Holland não deixa de explorar a veia humorística do seu roteiro, principalmente quando Peter Vincent ironiza dentro do próprio filme, a situação relegada dos vampiros no cinema “Sabe porque fui despedido? Por que os jovens de hoje não acreditam mais em vampiros. Só querem saber de assassinos com máscaras de hóckey perseguindo meninas inocentes. Ele ousa também quando satiriza certas convenções do subgênero, na figura do caçador de vampiros Peter Vincent (o nome é uma homenagem as duas lendas Peter Cushing e Vincent Price) que foge do perfil corajoso dos grandes heróis, mostrando-se inseguro e covarde, o que dá um tom cartunesco ao personagem remetendo aos covardes Scooby Doo e Salsicha.

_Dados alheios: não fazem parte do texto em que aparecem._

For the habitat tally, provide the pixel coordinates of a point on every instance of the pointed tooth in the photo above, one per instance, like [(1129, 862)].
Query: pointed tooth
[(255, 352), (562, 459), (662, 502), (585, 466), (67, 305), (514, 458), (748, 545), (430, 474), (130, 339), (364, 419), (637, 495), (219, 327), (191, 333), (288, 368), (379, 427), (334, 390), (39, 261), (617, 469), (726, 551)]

Sem querer ser saudosista, A Hora do Espanto é uma obra que continua atemporal e que pouco envelheceu. Sim, as roupas e trilhas sonoras dos anos 80 estão datadas, mas o seu espírito continua dinâmico e jovial. Talvez o melhor exemplo para uma obra resistir ao tempo no cinema de terror, é o seu enredo e efeitos especiais. Neste último, o ótimo trabalho de Richard Edlund continua interessante, pois criou extensões sem nenhum CGI, somente com os efeitos de maquiagem práticos e o uso de edição da câmera na hora de montar as cenas de transformações. É claro que alguns problemas são nítidos: o ritmo é apressado principalmente no ato final e o personagem Ed Evil é irritante e destoa do restante (atuação de Stephen Geoffreys é forçada e exagerada).

Independente de qualquer coisa, a Hora do Espanto têm a sua importância por resgatar os vampiros do limbo. O seu sucesso de bilheteria abriu caminho para o surgimento de outras obras e o melhor exemplo é Os Garotos Perdidos. No geral é um dos filmes mais deliciosos e divertidos dos anos 80. Dialoga com as obras clássicas assim como repagina os vampiros para o contexto da década na qual foi realizado. A direção precisa de Holland apresenta um verniz leve sem perder o tom dark e assustador. Aos amantes do gênero, é uma obra que tanto mostra quanto crava os seus dentes em um deleite sanguinário de pura diversão.